Длинные, прямые, как и у его спутников, волосы совсем седы, лицо отцветшее, морщинистое. Он выглядит старше своих пятидесяти лет. На вид человек он неулыбчивый и прямодушный – вернее, казался бы таким, если бы снял очки в стальной оправе. По бокам очков к дужкам прикреплены необычные темные стеклышки, защищающие глаза от света сбоку, и это устройство придает всему его лицу выражение подслеповатой, но настороженной враждебности – тем более что немигающие глазки за маленькими линзами глядят на стряпчего в упор. Все трое не потрудились даже снять свои широкополые шляпы – обычный головной убор квакеров; совершенно неосознанно они ведут себя так, как члены любых радикальных сект – и религиозных, и политических – при встрече с людьми более традиционных взглядов: чувствуя свою отчужденность от общества обыкновенных людей, они держатся скованно и вместе с вызовом.
Муж Ребекки выглядит еще более долговязым, чем прежде; он заметно сконфужен. Официальность обстановки повергает вдохновенного пророка в священный трепет: не потенциальный бунтарь, а хмурый случайный свидетель.

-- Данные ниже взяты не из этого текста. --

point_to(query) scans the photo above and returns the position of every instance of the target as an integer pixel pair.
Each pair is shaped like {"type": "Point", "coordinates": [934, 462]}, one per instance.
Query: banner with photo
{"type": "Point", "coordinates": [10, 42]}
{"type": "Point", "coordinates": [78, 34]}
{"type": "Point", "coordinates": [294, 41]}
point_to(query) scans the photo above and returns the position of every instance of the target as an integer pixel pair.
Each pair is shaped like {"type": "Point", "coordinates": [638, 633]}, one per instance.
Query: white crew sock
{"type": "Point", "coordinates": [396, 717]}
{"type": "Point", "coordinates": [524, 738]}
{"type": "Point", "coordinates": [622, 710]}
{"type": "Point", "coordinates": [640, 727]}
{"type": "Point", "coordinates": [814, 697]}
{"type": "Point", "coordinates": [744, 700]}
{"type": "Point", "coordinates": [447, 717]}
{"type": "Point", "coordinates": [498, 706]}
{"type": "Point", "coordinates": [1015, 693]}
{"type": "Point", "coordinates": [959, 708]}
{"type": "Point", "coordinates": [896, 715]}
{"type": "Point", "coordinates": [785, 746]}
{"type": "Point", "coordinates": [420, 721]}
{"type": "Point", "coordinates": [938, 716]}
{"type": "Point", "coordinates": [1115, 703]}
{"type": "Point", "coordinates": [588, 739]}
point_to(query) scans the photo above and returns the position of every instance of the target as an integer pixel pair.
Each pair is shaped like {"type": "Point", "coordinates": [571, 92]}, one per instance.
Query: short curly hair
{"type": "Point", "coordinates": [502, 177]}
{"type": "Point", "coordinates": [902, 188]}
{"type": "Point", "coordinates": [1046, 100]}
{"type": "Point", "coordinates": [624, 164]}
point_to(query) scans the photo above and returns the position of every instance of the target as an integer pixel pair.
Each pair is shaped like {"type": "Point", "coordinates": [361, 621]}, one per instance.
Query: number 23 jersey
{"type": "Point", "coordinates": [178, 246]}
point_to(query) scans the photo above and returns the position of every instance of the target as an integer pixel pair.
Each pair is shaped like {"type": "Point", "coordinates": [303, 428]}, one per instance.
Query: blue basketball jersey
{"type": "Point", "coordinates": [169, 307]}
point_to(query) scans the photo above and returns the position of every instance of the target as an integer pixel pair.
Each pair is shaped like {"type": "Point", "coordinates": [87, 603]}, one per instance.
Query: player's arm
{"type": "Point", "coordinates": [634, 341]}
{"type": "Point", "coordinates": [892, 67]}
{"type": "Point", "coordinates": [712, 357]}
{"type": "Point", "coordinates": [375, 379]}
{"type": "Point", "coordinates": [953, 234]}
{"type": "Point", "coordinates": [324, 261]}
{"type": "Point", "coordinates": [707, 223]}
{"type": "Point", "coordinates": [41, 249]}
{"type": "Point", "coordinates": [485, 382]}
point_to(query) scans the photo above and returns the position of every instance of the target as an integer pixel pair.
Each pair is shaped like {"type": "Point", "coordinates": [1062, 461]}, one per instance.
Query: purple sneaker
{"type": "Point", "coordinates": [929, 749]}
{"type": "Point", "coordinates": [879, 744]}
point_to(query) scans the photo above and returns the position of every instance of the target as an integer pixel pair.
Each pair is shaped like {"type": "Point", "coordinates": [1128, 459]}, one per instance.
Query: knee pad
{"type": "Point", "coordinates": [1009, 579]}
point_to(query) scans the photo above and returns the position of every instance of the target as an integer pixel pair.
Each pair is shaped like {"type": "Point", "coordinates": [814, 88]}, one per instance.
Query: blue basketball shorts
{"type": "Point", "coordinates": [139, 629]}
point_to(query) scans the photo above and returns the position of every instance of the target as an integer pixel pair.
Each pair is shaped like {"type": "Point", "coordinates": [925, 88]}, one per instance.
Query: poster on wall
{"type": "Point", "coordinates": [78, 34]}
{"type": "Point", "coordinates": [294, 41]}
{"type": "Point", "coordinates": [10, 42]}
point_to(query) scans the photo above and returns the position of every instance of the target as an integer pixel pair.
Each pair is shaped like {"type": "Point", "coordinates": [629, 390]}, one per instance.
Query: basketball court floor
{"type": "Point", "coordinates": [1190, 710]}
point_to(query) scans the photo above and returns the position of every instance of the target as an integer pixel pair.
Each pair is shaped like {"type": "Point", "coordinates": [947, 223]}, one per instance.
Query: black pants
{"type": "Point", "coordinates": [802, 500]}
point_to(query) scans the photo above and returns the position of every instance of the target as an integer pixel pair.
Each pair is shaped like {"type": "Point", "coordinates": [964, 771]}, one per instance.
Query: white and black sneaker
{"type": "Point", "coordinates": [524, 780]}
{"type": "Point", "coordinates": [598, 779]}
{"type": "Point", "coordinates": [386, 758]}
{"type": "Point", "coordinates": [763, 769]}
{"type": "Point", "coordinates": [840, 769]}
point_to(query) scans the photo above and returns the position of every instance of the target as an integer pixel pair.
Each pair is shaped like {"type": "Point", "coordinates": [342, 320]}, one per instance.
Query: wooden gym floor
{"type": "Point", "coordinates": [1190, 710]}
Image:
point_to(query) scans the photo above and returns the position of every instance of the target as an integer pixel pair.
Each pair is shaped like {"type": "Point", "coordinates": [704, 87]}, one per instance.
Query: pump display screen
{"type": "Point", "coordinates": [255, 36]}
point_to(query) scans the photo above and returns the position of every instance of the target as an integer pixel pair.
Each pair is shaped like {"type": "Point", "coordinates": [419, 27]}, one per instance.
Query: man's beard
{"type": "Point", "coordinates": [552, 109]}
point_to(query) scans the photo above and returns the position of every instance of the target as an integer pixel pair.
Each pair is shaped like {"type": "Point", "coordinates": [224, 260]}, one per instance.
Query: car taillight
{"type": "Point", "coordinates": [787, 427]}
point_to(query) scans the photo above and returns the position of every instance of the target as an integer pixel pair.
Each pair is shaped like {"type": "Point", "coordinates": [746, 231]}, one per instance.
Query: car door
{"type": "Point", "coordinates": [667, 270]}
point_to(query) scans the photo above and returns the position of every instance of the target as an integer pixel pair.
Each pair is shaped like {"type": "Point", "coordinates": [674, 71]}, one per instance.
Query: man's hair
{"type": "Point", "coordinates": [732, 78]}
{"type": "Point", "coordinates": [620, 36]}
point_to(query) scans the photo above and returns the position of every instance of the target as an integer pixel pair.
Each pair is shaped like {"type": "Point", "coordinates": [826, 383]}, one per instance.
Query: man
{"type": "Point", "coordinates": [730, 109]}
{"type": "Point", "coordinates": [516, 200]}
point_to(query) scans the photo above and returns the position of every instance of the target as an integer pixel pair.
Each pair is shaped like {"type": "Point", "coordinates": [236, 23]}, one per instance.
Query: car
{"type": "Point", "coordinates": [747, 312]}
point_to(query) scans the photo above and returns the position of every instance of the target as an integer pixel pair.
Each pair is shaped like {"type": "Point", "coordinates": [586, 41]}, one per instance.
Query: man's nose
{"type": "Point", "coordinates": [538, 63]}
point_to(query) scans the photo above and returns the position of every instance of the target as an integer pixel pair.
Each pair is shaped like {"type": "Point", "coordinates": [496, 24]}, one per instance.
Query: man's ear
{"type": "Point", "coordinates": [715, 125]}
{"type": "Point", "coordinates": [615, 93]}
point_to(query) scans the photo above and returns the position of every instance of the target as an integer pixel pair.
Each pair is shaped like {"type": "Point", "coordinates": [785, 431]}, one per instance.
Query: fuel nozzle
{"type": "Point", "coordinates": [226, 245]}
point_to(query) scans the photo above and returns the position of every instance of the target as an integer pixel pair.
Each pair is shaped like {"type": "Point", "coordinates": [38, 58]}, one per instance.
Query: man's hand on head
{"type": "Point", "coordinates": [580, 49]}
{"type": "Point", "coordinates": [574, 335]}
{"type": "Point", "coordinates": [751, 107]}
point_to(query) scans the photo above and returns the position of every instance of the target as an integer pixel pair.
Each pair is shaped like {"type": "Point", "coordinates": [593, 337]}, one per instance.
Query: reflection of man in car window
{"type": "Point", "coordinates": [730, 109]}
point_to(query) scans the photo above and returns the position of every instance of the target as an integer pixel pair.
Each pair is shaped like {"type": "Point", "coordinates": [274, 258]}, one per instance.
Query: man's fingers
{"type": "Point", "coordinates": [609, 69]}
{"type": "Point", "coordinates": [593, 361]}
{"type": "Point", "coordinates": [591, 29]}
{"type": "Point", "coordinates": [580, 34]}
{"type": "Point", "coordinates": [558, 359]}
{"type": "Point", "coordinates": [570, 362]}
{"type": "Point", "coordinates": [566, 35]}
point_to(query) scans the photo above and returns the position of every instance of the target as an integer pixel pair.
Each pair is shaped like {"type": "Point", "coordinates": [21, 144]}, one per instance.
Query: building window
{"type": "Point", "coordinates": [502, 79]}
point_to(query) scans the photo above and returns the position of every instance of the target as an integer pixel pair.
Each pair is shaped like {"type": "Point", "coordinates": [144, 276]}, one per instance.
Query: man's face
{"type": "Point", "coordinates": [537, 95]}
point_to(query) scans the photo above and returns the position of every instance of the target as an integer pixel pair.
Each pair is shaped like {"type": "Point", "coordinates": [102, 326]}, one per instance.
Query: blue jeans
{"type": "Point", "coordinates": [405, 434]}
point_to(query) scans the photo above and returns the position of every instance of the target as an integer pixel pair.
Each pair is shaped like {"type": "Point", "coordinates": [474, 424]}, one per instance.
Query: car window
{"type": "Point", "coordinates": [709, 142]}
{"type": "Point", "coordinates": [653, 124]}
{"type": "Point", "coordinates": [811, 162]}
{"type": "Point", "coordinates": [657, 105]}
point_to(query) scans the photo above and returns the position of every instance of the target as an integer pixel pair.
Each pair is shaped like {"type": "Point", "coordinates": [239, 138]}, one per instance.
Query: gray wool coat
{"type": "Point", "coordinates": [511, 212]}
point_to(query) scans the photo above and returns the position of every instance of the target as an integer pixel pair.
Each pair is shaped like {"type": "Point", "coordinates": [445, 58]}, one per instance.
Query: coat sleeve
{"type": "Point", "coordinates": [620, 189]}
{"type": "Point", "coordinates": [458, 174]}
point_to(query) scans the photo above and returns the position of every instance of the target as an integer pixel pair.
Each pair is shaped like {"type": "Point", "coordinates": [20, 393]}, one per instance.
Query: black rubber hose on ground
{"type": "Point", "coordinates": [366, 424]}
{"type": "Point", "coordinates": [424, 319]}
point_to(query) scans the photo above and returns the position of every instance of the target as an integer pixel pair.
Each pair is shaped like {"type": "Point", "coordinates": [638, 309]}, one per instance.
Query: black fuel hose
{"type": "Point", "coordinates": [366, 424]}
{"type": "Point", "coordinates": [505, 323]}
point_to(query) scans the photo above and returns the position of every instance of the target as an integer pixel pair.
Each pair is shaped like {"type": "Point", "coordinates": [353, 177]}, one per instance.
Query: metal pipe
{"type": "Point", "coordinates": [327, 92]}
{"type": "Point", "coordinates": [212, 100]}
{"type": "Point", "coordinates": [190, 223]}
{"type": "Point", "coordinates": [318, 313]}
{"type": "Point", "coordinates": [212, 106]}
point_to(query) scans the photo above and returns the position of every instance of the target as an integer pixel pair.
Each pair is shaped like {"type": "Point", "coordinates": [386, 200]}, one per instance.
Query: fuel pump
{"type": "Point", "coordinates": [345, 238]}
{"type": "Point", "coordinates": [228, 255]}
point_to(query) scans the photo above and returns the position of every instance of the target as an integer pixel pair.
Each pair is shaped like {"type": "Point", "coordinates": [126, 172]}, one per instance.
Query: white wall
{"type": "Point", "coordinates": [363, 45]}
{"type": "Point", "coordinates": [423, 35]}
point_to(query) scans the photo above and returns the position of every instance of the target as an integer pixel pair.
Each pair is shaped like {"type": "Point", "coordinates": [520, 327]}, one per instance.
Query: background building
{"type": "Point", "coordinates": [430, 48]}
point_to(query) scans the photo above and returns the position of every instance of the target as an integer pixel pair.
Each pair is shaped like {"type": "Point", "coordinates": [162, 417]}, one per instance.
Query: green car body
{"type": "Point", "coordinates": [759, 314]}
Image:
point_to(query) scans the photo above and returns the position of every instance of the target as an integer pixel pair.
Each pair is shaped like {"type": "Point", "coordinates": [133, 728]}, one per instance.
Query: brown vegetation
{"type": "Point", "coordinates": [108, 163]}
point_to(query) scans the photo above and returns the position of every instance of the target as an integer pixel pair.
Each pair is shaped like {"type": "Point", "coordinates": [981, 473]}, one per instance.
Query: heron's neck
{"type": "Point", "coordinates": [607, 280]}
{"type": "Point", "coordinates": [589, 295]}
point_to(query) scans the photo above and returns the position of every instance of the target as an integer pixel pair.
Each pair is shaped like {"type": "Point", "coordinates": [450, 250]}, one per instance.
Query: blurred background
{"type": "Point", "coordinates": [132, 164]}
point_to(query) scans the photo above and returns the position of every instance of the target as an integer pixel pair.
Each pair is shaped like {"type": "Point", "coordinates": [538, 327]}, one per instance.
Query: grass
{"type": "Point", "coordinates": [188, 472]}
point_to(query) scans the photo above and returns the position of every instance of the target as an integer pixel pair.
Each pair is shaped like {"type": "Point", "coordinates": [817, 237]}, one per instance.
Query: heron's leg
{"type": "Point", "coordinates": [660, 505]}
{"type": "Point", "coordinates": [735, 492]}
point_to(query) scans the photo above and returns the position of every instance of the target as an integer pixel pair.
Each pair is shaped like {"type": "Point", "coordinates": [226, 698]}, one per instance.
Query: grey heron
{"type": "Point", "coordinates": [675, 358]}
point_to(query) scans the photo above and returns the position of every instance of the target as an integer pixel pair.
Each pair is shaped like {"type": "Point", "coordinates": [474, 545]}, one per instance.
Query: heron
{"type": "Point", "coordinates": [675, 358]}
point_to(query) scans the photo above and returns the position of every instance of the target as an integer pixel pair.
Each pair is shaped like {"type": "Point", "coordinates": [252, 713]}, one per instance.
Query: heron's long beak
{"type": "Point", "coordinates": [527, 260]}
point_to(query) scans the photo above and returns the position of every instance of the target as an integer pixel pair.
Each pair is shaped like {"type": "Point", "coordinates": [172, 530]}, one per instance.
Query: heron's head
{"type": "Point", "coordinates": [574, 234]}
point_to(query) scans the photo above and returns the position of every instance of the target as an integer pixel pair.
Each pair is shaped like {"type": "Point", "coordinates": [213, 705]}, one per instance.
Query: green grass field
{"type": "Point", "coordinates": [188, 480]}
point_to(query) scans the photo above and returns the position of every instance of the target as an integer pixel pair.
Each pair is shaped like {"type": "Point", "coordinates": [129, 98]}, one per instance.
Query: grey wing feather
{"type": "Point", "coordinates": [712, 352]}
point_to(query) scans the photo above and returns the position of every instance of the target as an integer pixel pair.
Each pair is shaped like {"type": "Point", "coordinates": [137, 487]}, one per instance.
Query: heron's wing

В отличие от Уордли он смотрит куда-то под ноги стряпчему. Такое впечатление, что ему не терпится отсюда убраться. Другое дело отец Ребекки. Это человек примерно одного возраста с Уордли. На нем темно-коричневый сюртук и штаны в тон. Крепкий, коренастый, он, кажется, готов стоять до последнего. На его лице написана решимость, которая в полной мере искупает растерянность зятя. Он не сверлит противника глазами, как Уордли, зато бросает на него дерзкие, задиристые взгляды, а опущенные руки сжал в кулаки, точно хоть сейчас готов пустить их в ход.
Главная причина, по которой Уордли выбрал эту стезю, – его неуживчивый характер и азарт заядлого спорщика. Конечно, в догматах своей веры, в реальности своих видений он не сомневается, однако, излагая или защищая свои убеждения, он с особенным удовольствием издевается над непоследовательностью противников (не в последнюю очередь – над их благодушным приятием этого чудовищно несправедливого мира) и с неменьшим удовольствием – о сладость желчи! – предрекает им вечную погибель. В нем живет дух Тома Пейна [146]
и других несчетных возмутителей спокойствия в XVIII веке. То, что он оказался именно «французским пророком», лишь мелкая биографическая подробность: во все века люди подобного неугомонно-строптивого нрава находят разные поприща, где они могут отвести душу.Унылый муж Ребекки – всего-навсего невежественный мистик, который зазубрил язык пророческих видений, но при этом убежден, что его устами вещает Дух Божий – другими словами, он поддался самообману или невинному самовнушению. Но представить дело таким образом значит допустить анахронизм. Как и многим людям его сословия в ту эпоху, ему недоступно понятие, которое знакомо даже самым недалеким из наших современников, даже тем, кто значительно уступает ему в уме: это безусловное сознание того, что ты – личность и эта личность до некоторой, пусть и малой степени способна воздействовать на окружающую действительность. Джон Ли не сумел бы понять положение «Cogito ergo sum» [147]
, не говоря уж о его более лаконичном варианте в духе нашего времени: «Я существую». Сегодня «я» и так знает, что оно существует, для этого ему и мыслить незачем. Разумеется, интеллигенция времен Джона Ли имела более ясное, близкое к нашему, хотя и не совсем такое же понятие о личности, но, когда мы судим об ушедших эпохах по их Поупам, Аддисонам, Стилям [148], мы, как правило, благополучно забываем, что художник – гений – это всегда исключение из общего правила, как бы ни хотелось нам верить в обратное.Конечно, Джон Ли тоже существует, но существует лишь как орудие или рабочая скотина, в его мире все предустановлено раз и навсегда, все как будто заранее изложено на бумаге, как события этой книги. Он узнает о том, что происходит вокруг, и постигает смысл происходящего с теми же чувствами, с какими исправно штудирует Библию: что проку одобрять или порицать, бороться за или против, это же просто-напросто данность – и всегда так будет, и должно так быть. Это как повествование, где не меняется ни одно слово. В этом смысле Джон Ли не похож на Уордли с его сравнительно независимым, беспокойным умом, которому не чужды вопросы политики, с его убежденностью, что человеку по силам изменить мир. Правда, в своих пророчествах Ли тоже предсказывает такие перемены, но и тогда он представляется себе не более чем орудием или ездовой лошадью. Как все мистики (и многие писатели – не в последнюю очередь автор этих строк), в реальном настоящем времени он теряется, тут он дитя; ему гораздо уютнее в прошедшем повествовательном или будущем пророческом. Он замкнут в том невообразимом времени, какого не знает грамматика: настоящем воображаемом.